Rudi Garcia quelques secondes avant le coup d'envoi, jeudi soir.

Si l'OM a battu Salzburg (2-0) sans donner l'impression de maîtriser son match de bout en bout, son entraîneur Rudi Garcia était quant à lui proche du sans faute. Que ce soit dans sa composition de départ ou les remplacements qu'il a effectués, l'entraîneur Marseillais n'a réalisé que des choix judicieux.

Mercredi, Rudi Garcia disait vouloir "démontrer que l’OM d’avril est un OM différent de celui de l’automne". Même si son homologue Marco Rose a vu une production de jeu "semblable à ce que les Marseillais avaient fait en poules", les 28 septembre et 7 décembre dernier (défaite 1-0 de l’OM à l’aller, 0-0 au retour), le coach Olympien avait tout fait pour accentuer la transformation opérée par son équipe depuis la fin de l’année dernière, en alignant un onze de départ très porté vers l’attaque.

"Avec le forfait de Rolando, je n'avais pas énormément de choix", a rappelé le technicien après la rencontre. "J'avais mis une équipe très, très offensive. Au milieu, on avait Morgan Sanson et Maxime Lopez en plus de quatre joueurs offensifs devant eux (Ocampos, Payet, Thauvin et Mitroglou, ndlr). Avec Luiz Gustavo derrière, c'était très joueur, mais c'était important d'avoir cette maîtrise technique pour sortir de leur pressing dans les petits espaces. On a quand même eu du déchet, mais on a été intelligent."

Zambo au charbon, Njie met le second

Inspiré pour choisir ses dix joueurs de champ titulaires, Rudi Garcia l'a également été en cours de match, en lançant les bons entrants, aux bons endroits et aux bons moments. "Eux non plus n'étaient pas très athlétiques en face, mais en perdant Ocampos (53e), ça devenait problématique à ce niveau-là, ce qui explique la rentrée de Frank Zambo à sa place", a expliqué l'entraîneur Phocéen. Comme à son habitude, le puissant milieu de terrain camerounais a réalisé le travail de l'ombre sur ses quarante minutes de jeu, grattant plusieurs ballons importants dans l'entre-jeu (3 interceptions, 4 tacles) grâce une solidité extrême dans les duels (il en a remporté 9 sur 10).
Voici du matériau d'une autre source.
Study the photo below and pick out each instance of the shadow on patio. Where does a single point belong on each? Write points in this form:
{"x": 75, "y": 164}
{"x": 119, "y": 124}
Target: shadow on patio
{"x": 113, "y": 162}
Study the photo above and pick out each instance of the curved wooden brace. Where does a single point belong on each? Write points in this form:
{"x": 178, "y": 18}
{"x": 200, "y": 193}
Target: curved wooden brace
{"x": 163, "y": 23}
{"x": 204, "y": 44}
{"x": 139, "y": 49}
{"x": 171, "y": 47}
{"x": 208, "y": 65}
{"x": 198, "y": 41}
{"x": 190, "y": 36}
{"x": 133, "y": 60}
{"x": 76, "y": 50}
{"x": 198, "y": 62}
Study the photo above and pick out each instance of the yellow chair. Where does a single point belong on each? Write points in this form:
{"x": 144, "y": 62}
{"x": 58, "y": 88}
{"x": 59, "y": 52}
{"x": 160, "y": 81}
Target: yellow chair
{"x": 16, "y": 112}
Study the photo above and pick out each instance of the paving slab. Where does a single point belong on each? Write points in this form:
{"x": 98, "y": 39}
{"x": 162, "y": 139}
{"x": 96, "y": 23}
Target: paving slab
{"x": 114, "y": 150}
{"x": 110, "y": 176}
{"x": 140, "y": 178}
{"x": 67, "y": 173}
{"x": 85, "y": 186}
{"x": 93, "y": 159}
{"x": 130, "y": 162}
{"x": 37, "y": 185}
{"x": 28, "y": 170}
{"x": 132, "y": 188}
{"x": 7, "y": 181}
En rentrant sur la pelouse, Zambo-Anguissa a fait coulisser Maxime Lopez sur l'aile gauche délaissée par Ocampos, mais Garcia s'est vite aperçu de la faille que cela a créé. "Max est passé à gauche, mais avec son carton jaune et les montées de Lainer dans son couloir, il fallait vite corriger, donc j'ai fait rentrer Clinton Njie." Lancé à l'heure de jeu, l'ancien Lyonnais n'a pas mis longtemps à se faire remarquer, inscrivant le but du break trois minutes plus tard ! "Il a été très bien parce qu’il a marqué, mais il a aussi été exceptionnel sur le plan défensif", a souligné Garcia. "Je suis vraiment content pour lui, ça montre encore une fois que le groupe est important."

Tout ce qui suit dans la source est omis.